昼食のおかずはテドウ家の使用人が作ったものだけど、パンとジャムはクミコの手作りだった。
クミコは照れ笑いを浮かべ、
「材料が良かったのかも」
そう呟くように言ってアジを見る。
「そうなんだ」
アジがパンに塗られたジャムを眺めると、
「イスタル産のミコンとリモンを混ぜ合わせて作ったの」
クミコはそう説明してアジに微笑んだ。
「ウオチ産のリモンは使わないんだ」
アジが訊くと、
「ウオチ産のリモンはちょっと酸っぱすぎるかも。イスタル産のリモンはしっかり甘みがあるから、ミコンと合うのよね。ウオチ産のリモンはハチミツと混ぜて飲み物にする方が合ってると思う」
クミコはウオチ産のリモンを使わなかった理由をしっかりと説明した。
「ちゃんと相性とかも考えて作ってるんだ」
アジが感心すると、
「うん」
クミコはアジに褒められたような気がして恥ずかしそうに頷いた。
「気に入ってもらえて良かった・・・」
クミコはそう呟き、はにかむような笑みを浮かべる。
そんな二人のやりとりがタケルには微笑ましかった。
「アジに褒められてよかったな、クミコ」
タケルが声をかけると、
「うん」
クミコは素直に頷いた。
「明日はイスタルだ。ムニム市場でミコンとリモンを仕入れてくるよ」
タケルがそう言うと、
「お願いします」
クミコはタケルに向かって丁寧にお辞儀をしてから、チラッとアジを見る。
すると突然、
「お姉ちゃん、アジ兄ちゃんの顔ばっか見てる!」
ヘイタが声を上げ、ニコニコ笑ってクミコを指差した。
クミコは狼狽えた。
「そんなことないわ」
クミコは顔を赤らめる。
「お姉ちゃん、顔真っ赤だよ」
ヘイタは恥ずかしそうにするクミコをそう言ってからかった。
「ヘイタったら」
クミコは何も言い返せず俯いてしまう。
助け舟を出したのはアジだった。
「ヘイタ、そんなこと言ったら、アジ兄ちゃんがお姉ちゃんを攫っていくぞ」
アジが冗談交じりにそう言うと、クミコの顔はもっと赤くなった。
「アジ兄ちゃんならいいよ」
ヘイタはあっさりと言う。
「ダメ」
そう言われるとばかり思っていたアジは、
「いいのか?」
思わず聞き返してしまう。
「いいよ」
ヘイタはもう一度、力強くそう言って深く頷いてみせた。
狼狽えたのはアジだった。
「あ、ありがとう」
アジはそう言って顔を赤くする。
アジとクミコは並んで顔を赤くした。
クミコは横目にアジをチラッと見て、嬉しそうに微笑む。
アジは自分の本心が見透かされてしまったのではないか、そう思うと恥ずかしくて居たたまれなかった。

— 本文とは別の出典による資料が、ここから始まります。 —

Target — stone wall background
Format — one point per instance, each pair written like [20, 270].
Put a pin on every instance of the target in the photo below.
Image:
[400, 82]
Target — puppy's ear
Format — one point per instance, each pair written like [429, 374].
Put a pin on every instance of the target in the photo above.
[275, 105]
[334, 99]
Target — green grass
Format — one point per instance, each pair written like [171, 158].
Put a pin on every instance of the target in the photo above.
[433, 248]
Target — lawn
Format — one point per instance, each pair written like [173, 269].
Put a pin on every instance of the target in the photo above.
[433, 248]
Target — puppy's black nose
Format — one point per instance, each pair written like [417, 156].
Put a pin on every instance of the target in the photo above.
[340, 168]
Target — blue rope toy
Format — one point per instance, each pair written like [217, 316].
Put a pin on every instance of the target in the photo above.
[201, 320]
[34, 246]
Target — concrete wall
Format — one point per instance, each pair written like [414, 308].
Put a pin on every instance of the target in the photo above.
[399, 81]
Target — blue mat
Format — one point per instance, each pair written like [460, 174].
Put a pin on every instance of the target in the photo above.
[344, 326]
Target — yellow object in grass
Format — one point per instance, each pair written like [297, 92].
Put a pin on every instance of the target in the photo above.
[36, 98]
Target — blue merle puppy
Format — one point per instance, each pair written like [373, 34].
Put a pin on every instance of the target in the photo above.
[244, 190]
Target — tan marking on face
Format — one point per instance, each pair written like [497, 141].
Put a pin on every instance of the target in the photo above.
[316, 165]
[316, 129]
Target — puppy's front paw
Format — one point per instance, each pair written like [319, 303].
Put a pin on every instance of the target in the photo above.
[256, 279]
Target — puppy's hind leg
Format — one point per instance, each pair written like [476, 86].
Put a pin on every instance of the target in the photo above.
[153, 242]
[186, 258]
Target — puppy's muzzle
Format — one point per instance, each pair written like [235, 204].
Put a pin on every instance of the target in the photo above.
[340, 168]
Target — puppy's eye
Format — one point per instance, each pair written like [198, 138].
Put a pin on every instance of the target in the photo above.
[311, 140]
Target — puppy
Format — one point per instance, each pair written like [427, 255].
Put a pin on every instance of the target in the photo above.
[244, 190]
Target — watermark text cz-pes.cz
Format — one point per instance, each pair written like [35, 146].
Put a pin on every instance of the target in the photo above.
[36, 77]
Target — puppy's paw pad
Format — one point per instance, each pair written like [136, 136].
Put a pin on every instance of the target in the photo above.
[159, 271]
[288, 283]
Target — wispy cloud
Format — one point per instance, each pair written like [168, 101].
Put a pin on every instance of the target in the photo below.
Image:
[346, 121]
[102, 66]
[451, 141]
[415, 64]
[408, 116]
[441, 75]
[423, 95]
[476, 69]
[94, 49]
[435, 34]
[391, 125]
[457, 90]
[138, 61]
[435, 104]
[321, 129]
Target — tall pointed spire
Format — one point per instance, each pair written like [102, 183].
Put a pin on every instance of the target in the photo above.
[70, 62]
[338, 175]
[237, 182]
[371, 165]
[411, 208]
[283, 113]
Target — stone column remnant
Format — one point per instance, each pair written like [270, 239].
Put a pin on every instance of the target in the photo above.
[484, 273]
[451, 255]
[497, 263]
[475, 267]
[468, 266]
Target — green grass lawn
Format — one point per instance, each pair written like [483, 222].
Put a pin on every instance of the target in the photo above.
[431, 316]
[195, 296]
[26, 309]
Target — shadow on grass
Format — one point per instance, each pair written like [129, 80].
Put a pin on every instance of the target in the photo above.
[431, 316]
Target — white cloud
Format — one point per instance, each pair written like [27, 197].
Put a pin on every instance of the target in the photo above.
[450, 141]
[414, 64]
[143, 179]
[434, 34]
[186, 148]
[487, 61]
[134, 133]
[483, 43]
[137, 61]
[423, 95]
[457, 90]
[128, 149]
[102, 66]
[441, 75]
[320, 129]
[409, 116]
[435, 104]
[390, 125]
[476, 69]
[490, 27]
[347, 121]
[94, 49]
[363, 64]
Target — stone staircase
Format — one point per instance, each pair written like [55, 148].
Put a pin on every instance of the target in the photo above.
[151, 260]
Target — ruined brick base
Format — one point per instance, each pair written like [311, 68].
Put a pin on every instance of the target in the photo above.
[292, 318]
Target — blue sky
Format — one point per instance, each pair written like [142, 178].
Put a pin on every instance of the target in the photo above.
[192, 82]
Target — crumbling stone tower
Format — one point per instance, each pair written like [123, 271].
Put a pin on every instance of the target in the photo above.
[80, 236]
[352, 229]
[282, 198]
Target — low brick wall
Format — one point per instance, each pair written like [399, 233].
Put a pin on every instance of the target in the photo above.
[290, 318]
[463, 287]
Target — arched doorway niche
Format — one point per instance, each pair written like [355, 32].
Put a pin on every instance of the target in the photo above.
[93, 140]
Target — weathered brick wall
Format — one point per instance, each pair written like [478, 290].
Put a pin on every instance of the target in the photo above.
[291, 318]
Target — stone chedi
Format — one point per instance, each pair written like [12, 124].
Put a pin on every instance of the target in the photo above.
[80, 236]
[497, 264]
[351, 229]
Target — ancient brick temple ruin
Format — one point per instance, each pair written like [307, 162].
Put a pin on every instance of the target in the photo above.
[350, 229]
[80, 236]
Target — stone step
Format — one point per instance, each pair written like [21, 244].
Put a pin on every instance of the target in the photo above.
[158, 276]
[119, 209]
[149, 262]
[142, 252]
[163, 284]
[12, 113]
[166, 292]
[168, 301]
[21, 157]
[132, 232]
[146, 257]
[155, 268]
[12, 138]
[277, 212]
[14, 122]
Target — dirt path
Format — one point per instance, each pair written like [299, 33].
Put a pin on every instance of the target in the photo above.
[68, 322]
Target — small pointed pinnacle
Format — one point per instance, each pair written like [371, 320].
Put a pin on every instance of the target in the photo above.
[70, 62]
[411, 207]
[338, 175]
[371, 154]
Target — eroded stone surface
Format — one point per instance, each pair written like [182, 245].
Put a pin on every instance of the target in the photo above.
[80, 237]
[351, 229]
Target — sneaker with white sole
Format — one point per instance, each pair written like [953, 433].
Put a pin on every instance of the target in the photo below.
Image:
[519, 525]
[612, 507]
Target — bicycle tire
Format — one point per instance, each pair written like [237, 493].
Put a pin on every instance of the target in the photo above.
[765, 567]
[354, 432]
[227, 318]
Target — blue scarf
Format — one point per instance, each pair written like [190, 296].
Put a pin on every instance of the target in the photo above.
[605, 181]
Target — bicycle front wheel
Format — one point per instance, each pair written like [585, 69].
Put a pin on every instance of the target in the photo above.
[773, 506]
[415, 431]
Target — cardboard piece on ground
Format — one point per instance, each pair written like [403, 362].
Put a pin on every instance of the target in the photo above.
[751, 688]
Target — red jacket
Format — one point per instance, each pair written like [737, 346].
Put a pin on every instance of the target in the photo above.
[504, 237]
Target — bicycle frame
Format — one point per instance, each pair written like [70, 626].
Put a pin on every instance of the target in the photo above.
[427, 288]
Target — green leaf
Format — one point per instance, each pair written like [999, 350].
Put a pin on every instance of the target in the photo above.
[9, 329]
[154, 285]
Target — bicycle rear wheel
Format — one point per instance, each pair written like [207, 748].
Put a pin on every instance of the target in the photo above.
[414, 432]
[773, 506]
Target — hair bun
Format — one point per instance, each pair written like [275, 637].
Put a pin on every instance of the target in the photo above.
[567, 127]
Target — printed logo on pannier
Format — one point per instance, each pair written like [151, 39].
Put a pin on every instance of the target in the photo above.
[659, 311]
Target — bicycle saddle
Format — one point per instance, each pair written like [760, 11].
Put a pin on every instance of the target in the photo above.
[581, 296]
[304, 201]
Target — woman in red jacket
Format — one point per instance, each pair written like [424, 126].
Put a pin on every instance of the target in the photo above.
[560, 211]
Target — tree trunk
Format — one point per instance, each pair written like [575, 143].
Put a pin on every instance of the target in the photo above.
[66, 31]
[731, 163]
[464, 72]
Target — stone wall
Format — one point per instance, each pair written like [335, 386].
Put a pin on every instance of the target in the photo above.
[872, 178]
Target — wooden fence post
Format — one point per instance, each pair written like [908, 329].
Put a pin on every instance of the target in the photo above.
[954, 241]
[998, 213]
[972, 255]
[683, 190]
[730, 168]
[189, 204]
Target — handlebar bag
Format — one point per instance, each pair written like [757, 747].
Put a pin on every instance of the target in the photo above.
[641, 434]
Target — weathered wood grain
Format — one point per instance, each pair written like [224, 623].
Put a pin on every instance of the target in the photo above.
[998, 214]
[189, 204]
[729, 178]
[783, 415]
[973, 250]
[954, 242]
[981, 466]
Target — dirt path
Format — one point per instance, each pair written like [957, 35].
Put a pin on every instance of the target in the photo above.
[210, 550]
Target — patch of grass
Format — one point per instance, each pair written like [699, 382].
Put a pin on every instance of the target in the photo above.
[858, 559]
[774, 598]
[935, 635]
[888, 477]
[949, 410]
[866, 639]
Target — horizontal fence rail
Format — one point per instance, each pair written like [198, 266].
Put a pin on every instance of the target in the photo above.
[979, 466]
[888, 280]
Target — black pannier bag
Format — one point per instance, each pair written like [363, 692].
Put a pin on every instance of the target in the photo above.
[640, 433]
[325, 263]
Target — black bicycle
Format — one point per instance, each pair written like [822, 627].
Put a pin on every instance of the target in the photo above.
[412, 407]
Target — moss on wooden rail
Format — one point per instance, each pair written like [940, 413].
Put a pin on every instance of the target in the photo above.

タケルはその様子を見ていて、やっぱりこの二人はお似合いだと思った。
「どういたしまして」
ヘイタが得意げにアジに応えると、
「俺は?」
セジが冗談めかして訊いてきた。
ヘイタはセジを見て真顔で首を横に振る。
「アジ兄ちゃんがいるからダメ」
ヘイタはきっぱりとそう言う。
その言葉はセジの心にぐさっと刺さったけれど、それを顔には出さず、
「アジ兄ちゃんがいなかったら?」
セジは改めてヘイタに訊いてみる。
ヘイタは少し考えてから、
「そのときは、いいよ」
あっさりとそう答えたのだった。
それを聞いてセジの顔がパッと明るくなる。
「ありがとう」
セジはヘイタの返事に満足して笑顔になる。
「セジ、やめてよ」
クミコが頬を赤らめセジに抗議すると、
「ごめん、冗談だからさ」
セジは申し訳なさそうに頭を掻きながら謝った。
そのとき、誰にも聞こえないような小さな声で、
「クミコはアジと結ばれるべきだ」
サスケがポツリと呟いた。
サスケのその言葉を、セジの耳はしっかりと捉えていた。
「何か言った?」
セジがそう言ってサスケを見ると、
「なにも」
サスケはそう答え、真顔でセジの目の奥を覗き見るようにし、それから視線を逸らした。
セジはサスケのその眼差しに、自分の心の中が見透かされているような気がして、ゾワゾワッと背筋が寒くなった。